The good news is... Interesting problem to have. My reconstructive surgeon is going to attempt to utilize my own body fat to aid the reconstruction process. While examining me for where he might harvest this fat, he commented on how little fat I harbor in my body. If they can just take that fatty bit on the insides of my knees that would be awesome!!! Great, flattering news to hear unless you need lots of the material to fix a big problem. Oh well, we'll see how this pans out. The good news is that as a side effect of reconstruction I will trim up even more without working at it. A big price to pay, but it is what it is... I guess you have to look at the bright side no matter how small.
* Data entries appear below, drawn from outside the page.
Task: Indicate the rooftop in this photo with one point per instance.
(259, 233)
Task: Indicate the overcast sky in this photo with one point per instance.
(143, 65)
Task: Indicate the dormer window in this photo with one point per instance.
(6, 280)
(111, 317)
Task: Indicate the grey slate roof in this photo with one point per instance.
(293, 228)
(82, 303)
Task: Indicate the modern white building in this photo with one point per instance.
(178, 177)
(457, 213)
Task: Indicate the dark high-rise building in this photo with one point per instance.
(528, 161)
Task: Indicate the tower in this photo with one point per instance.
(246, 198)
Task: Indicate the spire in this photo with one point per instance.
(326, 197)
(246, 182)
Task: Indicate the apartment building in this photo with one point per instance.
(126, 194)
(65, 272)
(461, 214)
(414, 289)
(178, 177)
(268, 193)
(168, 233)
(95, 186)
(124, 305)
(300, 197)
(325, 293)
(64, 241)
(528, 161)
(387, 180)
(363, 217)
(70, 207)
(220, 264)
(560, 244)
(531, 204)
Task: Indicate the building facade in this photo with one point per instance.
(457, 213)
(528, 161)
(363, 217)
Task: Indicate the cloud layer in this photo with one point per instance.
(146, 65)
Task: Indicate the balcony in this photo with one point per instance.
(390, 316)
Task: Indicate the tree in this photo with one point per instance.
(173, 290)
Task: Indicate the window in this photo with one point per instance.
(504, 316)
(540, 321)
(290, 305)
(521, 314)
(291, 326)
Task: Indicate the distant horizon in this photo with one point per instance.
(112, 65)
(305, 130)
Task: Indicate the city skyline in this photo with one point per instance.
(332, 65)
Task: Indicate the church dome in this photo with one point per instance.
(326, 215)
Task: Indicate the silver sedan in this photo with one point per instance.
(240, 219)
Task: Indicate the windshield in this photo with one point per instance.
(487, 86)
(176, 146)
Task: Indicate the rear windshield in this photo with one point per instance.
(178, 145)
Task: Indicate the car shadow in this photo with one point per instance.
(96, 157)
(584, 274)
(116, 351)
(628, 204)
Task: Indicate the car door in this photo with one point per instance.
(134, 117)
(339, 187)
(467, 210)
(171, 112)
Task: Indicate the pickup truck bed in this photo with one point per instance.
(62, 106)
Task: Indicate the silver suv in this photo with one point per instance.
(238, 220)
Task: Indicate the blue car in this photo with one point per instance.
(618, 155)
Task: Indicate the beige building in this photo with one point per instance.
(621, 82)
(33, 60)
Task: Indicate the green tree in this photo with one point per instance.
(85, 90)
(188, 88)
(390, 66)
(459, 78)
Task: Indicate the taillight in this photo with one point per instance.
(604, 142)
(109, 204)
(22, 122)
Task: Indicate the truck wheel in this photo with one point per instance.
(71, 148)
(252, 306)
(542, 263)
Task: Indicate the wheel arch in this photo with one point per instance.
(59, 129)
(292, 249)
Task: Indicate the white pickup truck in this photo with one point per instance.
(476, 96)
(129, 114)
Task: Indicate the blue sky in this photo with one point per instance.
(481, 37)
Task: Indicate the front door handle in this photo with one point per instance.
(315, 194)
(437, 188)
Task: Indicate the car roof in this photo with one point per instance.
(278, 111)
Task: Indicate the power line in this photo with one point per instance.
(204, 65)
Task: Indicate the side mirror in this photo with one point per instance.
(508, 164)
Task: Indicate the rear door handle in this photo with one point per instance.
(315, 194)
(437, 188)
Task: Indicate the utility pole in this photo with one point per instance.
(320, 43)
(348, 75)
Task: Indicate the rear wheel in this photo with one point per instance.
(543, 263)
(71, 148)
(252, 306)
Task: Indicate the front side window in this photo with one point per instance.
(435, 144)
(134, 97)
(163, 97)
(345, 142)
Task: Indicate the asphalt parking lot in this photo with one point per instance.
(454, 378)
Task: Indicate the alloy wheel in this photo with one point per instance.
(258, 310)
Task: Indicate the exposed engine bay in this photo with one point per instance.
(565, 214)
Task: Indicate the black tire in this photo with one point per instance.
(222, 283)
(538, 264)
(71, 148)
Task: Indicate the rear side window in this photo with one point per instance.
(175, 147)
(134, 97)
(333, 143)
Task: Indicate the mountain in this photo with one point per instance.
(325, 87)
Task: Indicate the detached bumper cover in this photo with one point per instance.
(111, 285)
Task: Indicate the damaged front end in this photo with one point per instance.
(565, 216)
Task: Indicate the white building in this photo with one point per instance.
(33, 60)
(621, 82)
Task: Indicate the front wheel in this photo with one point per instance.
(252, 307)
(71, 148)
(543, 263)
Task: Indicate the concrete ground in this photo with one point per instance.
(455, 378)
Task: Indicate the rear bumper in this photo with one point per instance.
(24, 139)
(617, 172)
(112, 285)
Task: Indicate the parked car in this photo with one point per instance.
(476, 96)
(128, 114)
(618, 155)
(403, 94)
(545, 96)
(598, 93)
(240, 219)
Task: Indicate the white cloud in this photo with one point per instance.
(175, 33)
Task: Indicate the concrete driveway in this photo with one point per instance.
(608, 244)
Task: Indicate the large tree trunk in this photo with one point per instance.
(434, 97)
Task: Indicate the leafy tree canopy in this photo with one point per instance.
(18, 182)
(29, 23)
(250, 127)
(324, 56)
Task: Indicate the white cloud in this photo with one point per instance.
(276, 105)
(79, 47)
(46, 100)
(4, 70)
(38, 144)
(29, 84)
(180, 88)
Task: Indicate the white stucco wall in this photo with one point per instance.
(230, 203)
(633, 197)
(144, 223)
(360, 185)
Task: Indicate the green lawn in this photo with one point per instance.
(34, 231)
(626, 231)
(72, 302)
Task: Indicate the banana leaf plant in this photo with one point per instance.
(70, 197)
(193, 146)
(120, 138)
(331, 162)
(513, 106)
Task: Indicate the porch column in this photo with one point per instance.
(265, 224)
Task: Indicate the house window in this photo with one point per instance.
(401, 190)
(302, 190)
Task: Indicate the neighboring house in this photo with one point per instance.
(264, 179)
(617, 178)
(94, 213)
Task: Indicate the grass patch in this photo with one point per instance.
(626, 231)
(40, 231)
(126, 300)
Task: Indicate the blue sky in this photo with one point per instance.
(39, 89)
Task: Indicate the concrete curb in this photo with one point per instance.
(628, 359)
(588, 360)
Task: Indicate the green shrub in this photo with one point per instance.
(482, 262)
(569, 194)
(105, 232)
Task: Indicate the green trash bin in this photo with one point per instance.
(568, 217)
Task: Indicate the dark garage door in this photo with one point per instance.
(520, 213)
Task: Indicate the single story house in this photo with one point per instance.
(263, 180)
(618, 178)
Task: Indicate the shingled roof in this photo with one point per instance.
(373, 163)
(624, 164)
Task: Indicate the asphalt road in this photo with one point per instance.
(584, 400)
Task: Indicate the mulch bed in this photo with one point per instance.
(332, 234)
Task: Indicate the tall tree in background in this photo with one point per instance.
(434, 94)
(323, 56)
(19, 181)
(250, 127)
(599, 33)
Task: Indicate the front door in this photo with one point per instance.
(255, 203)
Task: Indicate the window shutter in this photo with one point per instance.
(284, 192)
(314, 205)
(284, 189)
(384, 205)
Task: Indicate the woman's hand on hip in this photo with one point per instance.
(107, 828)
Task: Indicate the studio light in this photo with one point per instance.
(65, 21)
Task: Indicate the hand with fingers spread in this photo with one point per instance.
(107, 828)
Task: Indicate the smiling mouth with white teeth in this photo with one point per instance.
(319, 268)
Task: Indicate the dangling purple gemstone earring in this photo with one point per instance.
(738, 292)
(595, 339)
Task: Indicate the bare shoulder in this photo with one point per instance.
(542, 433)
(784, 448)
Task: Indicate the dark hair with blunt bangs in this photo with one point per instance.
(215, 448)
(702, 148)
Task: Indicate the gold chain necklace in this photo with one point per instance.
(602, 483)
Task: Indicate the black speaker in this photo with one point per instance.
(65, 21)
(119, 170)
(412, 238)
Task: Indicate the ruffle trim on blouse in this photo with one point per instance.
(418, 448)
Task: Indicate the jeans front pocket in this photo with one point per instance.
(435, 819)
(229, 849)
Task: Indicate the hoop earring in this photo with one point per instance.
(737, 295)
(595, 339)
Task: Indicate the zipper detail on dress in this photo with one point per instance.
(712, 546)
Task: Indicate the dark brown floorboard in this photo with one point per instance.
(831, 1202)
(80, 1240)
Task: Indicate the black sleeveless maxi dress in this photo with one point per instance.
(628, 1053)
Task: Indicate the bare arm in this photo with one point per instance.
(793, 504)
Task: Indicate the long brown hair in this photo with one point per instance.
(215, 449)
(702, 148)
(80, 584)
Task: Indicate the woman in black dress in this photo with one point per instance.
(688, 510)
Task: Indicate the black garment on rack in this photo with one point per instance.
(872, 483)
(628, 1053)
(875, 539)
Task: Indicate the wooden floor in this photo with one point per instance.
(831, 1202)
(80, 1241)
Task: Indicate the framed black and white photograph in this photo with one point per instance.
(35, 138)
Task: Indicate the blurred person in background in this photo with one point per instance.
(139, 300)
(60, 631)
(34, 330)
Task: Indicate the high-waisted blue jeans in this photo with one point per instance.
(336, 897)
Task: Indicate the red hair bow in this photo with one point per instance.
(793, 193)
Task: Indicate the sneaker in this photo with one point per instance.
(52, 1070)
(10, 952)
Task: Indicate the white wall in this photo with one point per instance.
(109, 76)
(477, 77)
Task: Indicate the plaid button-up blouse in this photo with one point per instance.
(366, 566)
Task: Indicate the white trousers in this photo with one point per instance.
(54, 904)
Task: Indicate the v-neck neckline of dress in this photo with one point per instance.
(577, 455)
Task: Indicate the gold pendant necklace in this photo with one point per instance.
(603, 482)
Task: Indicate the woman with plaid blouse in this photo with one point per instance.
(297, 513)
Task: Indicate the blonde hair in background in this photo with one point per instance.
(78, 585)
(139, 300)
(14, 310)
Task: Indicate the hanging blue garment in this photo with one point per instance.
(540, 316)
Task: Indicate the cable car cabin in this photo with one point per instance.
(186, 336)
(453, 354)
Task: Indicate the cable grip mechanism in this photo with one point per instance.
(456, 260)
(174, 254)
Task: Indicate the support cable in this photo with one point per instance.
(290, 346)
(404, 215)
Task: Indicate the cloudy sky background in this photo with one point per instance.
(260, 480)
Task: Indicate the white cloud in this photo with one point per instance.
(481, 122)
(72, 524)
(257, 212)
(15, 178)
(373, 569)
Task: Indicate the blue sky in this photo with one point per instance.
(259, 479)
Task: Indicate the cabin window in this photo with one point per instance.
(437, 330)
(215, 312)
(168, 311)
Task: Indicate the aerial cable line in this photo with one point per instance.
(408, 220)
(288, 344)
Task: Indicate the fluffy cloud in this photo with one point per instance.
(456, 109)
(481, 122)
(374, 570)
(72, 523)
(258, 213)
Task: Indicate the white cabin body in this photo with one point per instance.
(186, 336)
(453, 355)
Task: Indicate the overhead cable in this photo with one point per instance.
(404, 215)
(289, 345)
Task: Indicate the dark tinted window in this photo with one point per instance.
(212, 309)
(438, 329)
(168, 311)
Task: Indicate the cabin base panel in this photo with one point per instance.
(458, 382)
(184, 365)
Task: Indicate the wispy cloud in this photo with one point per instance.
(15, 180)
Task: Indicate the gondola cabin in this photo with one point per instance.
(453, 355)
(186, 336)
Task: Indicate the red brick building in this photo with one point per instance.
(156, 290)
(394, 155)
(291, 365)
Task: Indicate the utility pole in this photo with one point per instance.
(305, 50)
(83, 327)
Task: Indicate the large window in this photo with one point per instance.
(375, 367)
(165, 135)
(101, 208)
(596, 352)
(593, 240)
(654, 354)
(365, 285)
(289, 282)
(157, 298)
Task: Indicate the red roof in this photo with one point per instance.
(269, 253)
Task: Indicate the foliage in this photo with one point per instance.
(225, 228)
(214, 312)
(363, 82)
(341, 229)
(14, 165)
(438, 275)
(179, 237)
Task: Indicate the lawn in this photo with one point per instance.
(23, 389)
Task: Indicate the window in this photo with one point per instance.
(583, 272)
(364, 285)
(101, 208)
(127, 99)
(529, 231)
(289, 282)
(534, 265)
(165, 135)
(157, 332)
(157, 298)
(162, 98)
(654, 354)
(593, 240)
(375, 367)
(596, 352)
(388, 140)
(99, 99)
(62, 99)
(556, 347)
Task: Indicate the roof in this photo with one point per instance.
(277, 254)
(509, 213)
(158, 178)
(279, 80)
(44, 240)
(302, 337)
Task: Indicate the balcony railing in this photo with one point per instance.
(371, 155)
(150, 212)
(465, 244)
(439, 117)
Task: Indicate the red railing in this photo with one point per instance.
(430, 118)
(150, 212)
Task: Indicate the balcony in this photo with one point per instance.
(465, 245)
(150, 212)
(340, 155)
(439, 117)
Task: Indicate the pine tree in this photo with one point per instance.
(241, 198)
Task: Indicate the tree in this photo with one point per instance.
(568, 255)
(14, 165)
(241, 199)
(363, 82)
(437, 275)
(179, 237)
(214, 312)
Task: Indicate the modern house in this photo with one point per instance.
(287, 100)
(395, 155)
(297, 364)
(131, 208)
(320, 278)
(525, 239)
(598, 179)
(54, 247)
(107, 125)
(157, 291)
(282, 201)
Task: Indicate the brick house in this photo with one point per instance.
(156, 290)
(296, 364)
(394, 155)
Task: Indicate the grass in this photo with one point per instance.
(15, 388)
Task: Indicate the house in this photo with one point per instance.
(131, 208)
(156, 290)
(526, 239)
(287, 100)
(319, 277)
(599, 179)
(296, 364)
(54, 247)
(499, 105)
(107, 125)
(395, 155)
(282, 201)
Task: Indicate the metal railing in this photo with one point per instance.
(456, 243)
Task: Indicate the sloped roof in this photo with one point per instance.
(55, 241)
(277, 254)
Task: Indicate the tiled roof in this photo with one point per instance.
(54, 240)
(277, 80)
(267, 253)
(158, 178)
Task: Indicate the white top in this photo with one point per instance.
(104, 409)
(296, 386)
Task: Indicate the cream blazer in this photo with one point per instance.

I have been eating lots - mostly out of nervousness and stress, but have still been keeping up my exercise to keep the stress at bay and it really does help. I love my long walks and hikes and don't want to give them up to attempt to fatten up. Guy says that he is going to fatten me up during the initial recovery and see if we can come up with a few pockets :) Bring on those yummy milkshakes!
The bad news is... The doctor called this afternoon with the results of the addendum to the pathology report. It turns out I have what they call Triple Negative breast cancer. This means that the cancer is negative for hormone receptors and will not respond to the hormone blocking drugs that are used in most breast cancer treatments. The doctor informed me that this cancer is aggressive and fast growing but he again remarked that it is good that we caught it early. He still seemed optimistic that I would probably not have to undergo radiation but could not say for certain. Chemotherapy is a real possibility as this type of cancer is the more rare type and the most aggressive but we would have to wait to determine treatment until the results of the sentinal lymph nodes comes back. I'm much more worried with this new news than I was yesterday. Well, honestly freaked out - again.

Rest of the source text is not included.